Recently, AI inference chip company Groq announced the completion of a $750 million funding round, bringing its post-money valuation to $6.9 billion. The round was led by Disruptive, with participation from BlackRock, Neuberger Berman, Deutsche Telekom Capital Partners, and a major U.S. West Coast mutual fund, alongside returning investors including Samsung, Cisco, D1, Altimeter, 1789 Capital, and Infinitum.

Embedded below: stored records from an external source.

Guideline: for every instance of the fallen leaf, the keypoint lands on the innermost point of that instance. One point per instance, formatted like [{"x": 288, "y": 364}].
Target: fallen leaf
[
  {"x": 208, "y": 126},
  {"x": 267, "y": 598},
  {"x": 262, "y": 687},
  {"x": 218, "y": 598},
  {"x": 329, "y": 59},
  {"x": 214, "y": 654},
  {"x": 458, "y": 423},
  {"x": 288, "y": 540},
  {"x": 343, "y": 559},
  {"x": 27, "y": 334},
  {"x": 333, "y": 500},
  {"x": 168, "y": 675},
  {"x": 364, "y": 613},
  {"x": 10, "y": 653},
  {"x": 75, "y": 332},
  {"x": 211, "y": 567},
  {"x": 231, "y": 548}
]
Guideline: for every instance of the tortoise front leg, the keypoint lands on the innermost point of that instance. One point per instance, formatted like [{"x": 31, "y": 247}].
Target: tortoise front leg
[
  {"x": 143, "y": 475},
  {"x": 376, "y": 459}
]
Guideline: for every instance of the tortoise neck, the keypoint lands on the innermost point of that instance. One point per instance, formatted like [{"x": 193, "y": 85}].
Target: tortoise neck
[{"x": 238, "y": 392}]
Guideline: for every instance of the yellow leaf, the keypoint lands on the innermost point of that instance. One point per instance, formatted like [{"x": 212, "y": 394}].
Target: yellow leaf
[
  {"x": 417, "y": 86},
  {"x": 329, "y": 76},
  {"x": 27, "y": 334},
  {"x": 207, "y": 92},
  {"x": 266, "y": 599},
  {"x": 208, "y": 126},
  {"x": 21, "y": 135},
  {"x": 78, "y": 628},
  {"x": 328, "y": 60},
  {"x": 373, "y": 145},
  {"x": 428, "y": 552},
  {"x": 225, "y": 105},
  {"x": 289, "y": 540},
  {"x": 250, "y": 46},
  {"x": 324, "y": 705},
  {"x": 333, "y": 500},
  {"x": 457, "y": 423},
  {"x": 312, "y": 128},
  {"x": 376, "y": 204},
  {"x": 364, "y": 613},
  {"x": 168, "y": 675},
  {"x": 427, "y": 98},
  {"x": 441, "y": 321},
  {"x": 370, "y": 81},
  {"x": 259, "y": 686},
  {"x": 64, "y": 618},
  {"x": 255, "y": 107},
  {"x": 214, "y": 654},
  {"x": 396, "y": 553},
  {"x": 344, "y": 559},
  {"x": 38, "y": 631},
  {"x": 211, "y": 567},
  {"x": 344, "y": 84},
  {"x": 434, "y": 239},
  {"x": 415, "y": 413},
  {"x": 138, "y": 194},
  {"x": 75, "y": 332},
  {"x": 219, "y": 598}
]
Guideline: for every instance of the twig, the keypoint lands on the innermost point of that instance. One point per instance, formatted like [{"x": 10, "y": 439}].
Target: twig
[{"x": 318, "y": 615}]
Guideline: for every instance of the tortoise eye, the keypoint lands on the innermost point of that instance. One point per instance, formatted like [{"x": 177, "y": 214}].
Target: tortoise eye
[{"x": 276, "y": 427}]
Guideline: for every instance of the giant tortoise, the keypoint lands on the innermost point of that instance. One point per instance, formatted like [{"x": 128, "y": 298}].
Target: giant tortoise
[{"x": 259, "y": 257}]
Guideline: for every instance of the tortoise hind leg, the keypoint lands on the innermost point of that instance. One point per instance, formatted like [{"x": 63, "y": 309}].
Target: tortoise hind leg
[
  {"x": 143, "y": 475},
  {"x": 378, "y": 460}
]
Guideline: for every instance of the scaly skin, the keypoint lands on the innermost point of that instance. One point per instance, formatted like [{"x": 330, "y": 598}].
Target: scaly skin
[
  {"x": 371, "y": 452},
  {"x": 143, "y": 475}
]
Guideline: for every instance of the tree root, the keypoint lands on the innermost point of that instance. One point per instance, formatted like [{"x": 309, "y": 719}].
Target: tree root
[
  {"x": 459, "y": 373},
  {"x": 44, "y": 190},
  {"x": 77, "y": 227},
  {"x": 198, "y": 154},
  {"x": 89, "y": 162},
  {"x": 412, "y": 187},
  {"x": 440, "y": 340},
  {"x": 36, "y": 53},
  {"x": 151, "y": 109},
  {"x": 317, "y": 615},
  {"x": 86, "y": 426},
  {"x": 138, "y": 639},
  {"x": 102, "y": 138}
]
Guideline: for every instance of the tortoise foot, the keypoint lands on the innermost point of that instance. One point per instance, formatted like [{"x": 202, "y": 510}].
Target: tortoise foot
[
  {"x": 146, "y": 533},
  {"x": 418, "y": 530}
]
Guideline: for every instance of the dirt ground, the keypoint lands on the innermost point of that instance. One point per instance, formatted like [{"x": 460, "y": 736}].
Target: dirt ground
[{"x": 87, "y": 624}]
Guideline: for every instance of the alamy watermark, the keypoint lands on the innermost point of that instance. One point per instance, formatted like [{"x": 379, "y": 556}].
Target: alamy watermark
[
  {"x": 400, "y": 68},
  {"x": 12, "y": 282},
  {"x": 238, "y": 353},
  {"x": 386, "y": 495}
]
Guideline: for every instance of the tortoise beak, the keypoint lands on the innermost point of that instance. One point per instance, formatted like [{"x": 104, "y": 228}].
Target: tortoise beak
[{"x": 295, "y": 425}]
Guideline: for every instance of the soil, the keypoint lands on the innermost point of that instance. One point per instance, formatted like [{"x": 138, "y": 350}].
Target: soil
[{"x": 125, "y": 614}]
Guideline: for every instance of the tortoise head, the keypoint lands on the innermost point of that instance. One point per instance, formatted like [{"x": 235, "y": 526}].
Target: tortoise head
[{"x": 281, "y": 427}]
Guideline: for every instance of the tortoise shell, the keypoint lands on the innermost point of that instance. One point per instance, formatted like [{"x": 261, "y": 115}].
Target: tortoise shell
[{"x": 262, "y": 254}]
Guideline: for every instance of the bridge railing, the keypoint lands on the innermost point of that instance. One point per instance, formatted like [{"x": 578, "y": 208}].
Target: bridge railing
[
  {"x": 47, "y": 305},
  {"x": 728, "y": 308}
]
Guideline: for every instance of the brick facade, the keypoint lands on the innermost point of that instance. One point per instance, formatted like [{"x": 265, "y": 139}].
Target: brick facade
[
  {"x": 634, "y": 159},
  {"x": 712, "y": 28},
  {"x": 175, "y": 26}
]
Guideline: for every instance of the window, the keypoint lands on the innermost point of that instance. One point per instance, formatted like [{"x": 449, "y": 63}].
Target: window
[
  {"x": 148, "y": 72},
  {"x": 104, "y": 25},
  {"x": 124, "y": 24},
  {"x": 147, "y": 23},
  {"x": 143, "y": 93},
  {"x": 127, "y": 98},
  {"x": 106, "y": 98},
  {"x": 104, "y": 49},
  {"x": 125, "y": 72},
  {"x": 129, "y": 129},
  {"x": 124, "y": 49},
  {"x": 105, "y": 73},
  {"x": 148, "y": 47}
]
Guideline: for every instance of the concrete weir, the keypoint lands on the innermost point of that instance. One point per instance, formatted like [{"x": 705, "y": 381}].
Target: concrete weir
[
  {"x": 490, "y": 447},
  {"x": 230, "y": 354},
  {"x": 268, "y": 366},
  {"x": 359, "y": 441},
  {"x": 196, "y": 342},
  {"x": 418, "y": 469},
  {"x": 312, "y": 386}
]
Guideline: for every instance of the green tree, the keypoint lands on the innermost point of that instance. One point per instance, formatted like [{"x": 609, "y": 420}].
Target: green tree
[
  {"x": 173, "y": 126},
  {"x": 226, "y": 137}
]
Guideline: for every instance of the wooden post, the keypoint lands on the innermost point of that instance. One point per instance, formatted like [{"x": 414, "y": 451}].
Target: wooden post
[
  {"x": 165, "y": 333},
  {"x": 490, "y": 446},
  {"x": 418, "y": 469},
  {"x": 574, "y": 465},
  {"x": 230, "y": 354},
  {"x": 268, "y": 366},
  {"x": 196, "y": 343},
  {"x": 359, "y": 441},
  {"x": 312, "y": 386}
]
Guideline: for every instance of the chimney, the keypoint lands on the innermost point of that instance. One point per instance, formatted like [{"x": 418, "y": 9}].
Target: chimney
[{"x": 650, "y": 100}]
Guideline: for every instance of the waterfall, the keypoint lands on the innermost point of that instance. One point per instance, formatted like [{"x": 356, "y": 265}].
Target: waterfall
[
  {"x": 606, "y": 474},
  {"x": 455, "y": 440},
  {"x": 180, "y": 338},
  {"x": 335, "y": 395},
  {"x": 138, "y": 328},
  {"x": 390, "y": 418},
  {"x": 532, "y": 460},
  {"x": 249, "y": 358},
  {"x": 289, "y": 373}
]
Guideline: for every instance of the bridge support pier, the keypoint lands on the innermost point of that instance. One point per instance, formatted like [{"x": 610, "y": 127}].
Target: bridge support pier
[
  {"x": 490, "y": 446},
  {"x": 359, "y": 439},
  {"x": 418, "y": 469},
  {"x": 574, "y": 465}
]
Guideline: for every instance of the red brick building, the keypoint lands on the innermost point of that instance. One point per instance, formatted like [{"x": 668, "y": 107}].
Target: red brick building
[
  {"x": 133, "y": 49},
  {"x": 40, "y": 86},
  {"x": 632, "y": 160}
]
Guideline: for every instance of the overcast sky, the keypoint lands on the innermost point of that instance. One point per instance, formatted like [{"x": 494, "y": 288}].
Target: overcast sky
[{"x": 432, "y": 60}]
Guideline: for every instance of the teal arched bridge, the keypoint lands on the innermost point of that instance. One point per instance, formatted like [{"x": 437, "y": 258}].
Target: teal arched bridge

Disruptive, based in Dallas, has invested in some of the most transformative tech companies over the past decade, including Palantir, Airbnb, Spotify, Shield AI, Hims, Databricks, Stripe, and Slack, and has now contributed nearly $350 million to Groq.
Just last August, Groq raised $640 million in a Series D round at a $2.8 billion valuation and later secured $1.5 billion from Saudi Arabia in 2025 to expand AI infrastructure in the region.
In February 2024, Groq launched the world's first large-model inference chip based on its LPU (Language Processing Unit) design. Built on the new TSA (Tensor Streaming Architecture), the LPU chip targets highly parallel, compute-intensive workloads in AI and machine learning.
While Groq's LPU uses a 14nm process instead of the most advanced nodes, its proprietary TSA architecture enables massive parallel processing, handling millions of data streams simultaneously. The chip integrates 230 MB of on-chip SRAM instead of DRAM, achieving a memory bandwidth of up to 80 TB/s. Official benchmarks show the LPU can reach up to 1,000 TOPS and outperform conventional GPUs and TPUs by 10–100× on certain machine learning models.
Groq claims its LPU-based cloud servers outperform NVIDIA GPU-based ChatGPT in both speed and token generation, producing up to 500 tokens per second compared to about 40 tokens per second for ChatGPT-3.5. This represents a 10× speed advantage over NVIDIA GPUs. Across cloud AI inference workloads, Groq reports its servers achieve up to 18× faster performance than competitors while consuming just a fraction of the energy—1–3 joules per token compared to 10–30 joules on GPUs, delivering roughly 100× improvement in efficiency.
Groq's strategy uses fiber-optic interconnects to link hundreds of LPUs, each with on-chip SRAM. A 576-LPU cluster can generate over 300 tokens per second on Meta's Llama 2 70B model, outperforming an 8-GPU HGX H100 system by 10× while using just one-tenth the power.
Demonstrations have highlighted the LPU's versatility, running Mistral AI's Mixtral8x7B SMoE and Meta's Llama2 7B and 70B models with up to 4,096-byte context lengths, offering hands-on demo experiences. Groq has boldly announced plans to surpass NVIDIA within three years.
According to the latest disclosures, Groq's technology now supports over 2 million developers and numerous global Fortune 500 companies, while the company continues expanding its data center footprint across North America, Europe, and the Middle East.